1
votes

I tried running a Dataflow pipeline to read from Local machine(windows) and write to Google cloud storage using a DirectPipelineRunner. The job failed with the error below specifying FileNotFoundException(so i believe the dataflow job is unable to read my location). I am running the job from my local machine to run the GCP based template that i created. I am able to see it in the GCP Dataflow dashboard, but fails with the below error. Please help. I also tried IP or hostname of my local machine along with my local location, but faced this FileNotFoundException?

Error:

java.io.FileNotFoundException: No files matched spec: C:/data/sampleinput.txt
    at org.apache.beam.sdk.io.FileSystems.maybeAdjustEmptyMatchResult(FileSystems.java:172)
    at org.apache.beam.sdk.io.FileSystems.match(FileSystems.java:158)
    at org.apache.beam.sdk.io.FileBasedSource.split(FileBasedSource.java:261)
    at com.google.cloud.dataflow.worker.WorkerCustomSources.splitAndValidate(WorkerCustomSources.java:275)

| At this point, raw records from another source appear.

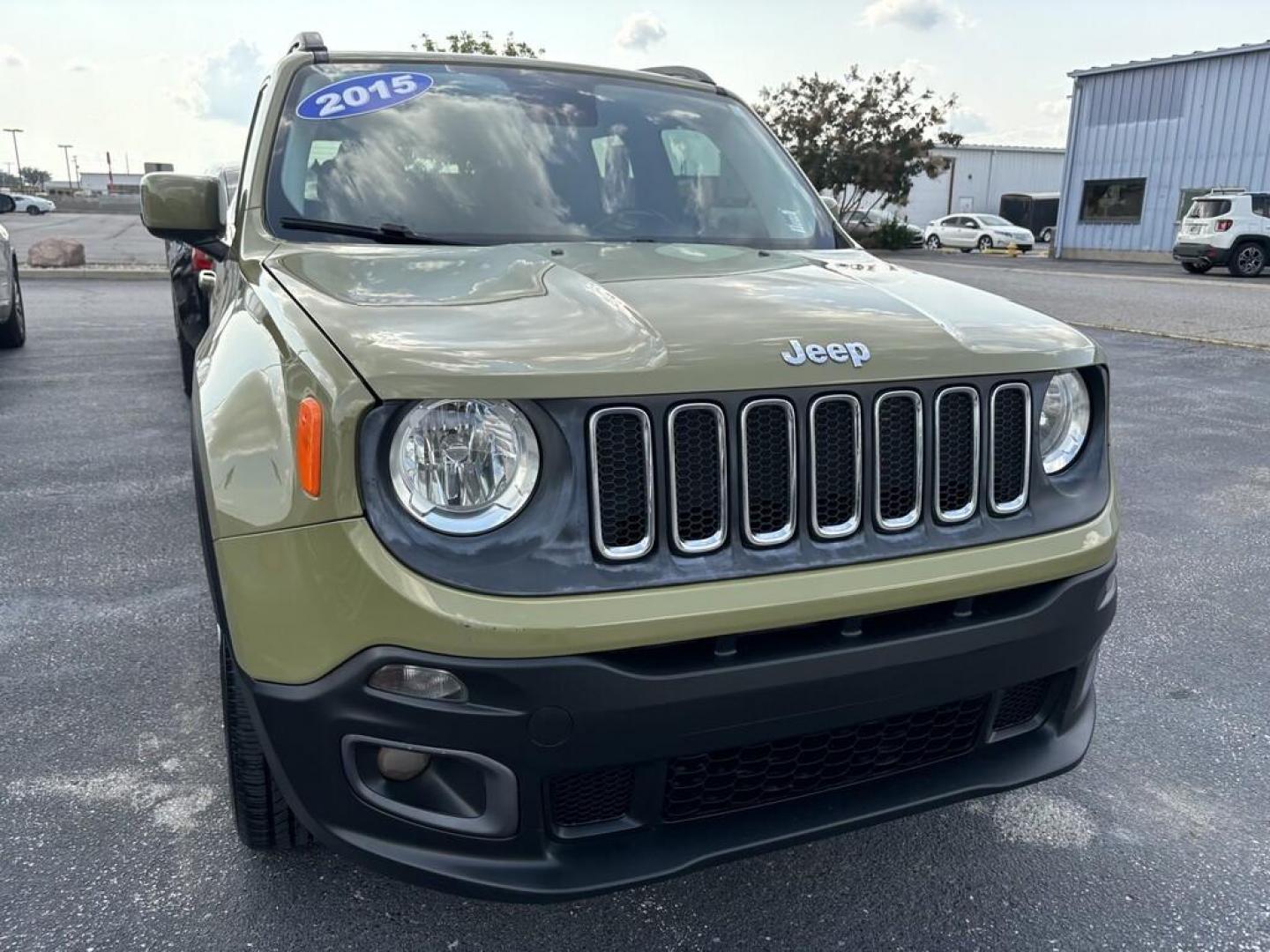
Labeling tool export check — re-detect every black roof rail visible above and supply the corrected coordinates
[640,66,718,86]
[287,29,330,63]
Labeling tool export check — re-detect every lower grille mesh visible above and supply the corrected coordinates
[551,767,635,826]
[992,678,1053,731]
[661,697,988,822]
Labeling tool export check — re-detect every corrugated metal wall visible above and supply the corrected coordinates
[1057,51,1270,260]
[897,146,1063,225]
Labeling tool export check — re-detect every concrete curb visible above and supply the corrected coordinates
[18,265,169,280]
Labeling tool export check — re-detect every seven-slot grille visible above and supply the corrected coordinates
[588,382,1033,561]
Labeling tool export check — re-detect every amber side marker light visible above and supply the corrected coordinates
[296,398,321,497]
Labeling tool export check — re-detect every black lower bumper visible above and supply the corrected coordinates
[1174,242,1230,265]
[238,563,1117,900]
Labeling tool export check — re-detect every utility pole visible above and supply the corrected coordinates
[5,130,23,188]
[57,145,75,191]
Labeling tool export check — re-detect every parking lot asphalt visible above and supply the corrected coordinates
[0,212,167,265]
[883,251,1270,346]
[0,279,1270,952]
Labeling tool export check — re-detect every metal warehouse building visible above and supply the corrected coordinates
[1054,42,1270,262]
[895,145,1063,225]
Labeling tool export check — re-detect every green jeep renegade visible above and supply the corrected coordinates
[142,34,1117,899]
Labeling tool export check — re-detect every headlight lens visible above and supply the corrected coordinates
[389,400,539,536]
[1040,370,1090,473]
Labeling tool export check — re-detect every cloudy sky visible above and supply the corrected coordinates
[0,0,1254,179]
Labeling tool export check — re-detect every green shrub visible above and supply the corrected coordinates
[869,219,913,251]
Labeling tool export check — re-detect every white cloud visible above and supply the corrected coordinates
[947,109,992,136]
[900,58,938,80]
[614,12,666,49]
[173,40,269,126]
[860,0,973,32]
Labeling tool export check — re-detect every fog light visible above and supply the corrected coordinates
[370,664,467,701]
[375,747,432,781]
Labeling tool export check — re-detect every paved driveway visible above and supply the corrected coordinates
[0,280,1270,952]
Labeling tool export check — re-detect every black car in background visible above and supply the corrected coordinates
[997,191,1058,245]
[164,167,239,396]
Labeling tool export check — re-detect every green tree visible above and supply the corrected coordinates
[410,29,546,60]
[21,165,53,188]
[757,66,961,219]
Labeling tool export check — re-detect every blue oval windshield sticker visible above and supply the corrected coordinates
[296,72,432,119]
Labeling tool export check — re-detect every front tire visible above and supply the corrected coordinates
[1226,242,1266,278]
[0,260,26,350]
[221,632,314,851]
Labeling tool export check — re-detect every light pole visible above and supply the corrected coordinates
[5,130,21,188]
[57,145,75,191]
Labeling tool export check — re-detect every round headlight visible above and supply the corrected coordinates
[389,400,539,536]
[1040,370,1090,473]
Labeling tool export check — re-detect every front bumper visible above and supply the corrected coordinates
[1174,242,1230,265]
[245,562,1117,900]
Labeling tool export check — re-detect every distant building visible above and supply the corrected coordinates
[1054,42,1270,262]
[80,171,141,196]
[895,145,1063,225]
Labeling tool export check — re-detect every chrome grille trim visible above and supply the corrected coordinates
[806,393,863,539]
[988,383,1033,516]
[586,406,656,562]
[741,398,797,546]
[931,386,982,523]
[666,402,728,554]
[872,390,924,532]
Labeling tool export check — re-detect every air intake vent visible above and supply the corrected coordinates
[741,400,795,546]
[874,390,922,532]
[591,406,653,560]
[667,404,728,554]
[935,387,979,522]
[811,395,861,539]
[988,383,1031,516]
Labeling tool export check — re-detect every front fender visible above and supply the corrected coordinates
[191,263,375,539]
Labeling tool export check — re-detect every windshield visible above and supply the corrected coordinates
[265,63,834,249]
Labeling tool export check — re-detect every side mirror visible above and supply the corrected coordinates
[141,171,228,260]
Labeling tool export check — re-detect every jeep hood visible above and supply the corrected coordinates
[265,242,1097,400]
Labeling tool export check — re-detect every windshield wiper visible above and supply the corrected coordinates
[278,216,473,245]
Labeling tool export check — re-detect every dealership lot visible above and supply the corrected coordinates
[0,278,1270,951]
[0,212,165,266]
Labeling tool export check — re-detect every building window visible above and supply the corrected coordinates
[1080,179,1147,223]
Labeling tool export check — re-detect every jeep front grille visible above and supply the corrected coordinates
[667,404,728,552]
[874,390,922,531]
[591,406,654,561]
[741,400,797,546]
[935,387,979,522]
[588,382,1033,561]
[988,383,1031,516]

COMMAND TO RUN THE TEMPLATE:

gcloud dataflow jobs run jobname --gcs-location gs://<somebucketname of template>/<templatename> --parameters inputFilePattern=C:/data/sampleinput.txt,outputLocation=gs://<bucketname>/output/outputfile,runner=DirectPipelineRunner

CODE:

PCollection<String>  textData =pipeline.apply("Read Text Data", TextIO.read().from(options.getInputFilePattern()));
    textData.apply("Write Text Data",TextIO.write().to(options.getOutputLocation()));
1

1 Answers

2
votes

The gcloud dataflow jobs run command runs your job on Cloud Dataflow. That means the Dataflow workers will try to find C:/data/sampleinput.txt, which does not exist on these workers, obviously.

You can fix this by uploading sampleinput.txt to a bucket and supply the URI gs://<bucketname>/sampleinput.txt as inputFilePattern. Then the Dataflow workers will be able to find your input file and the job should succeed.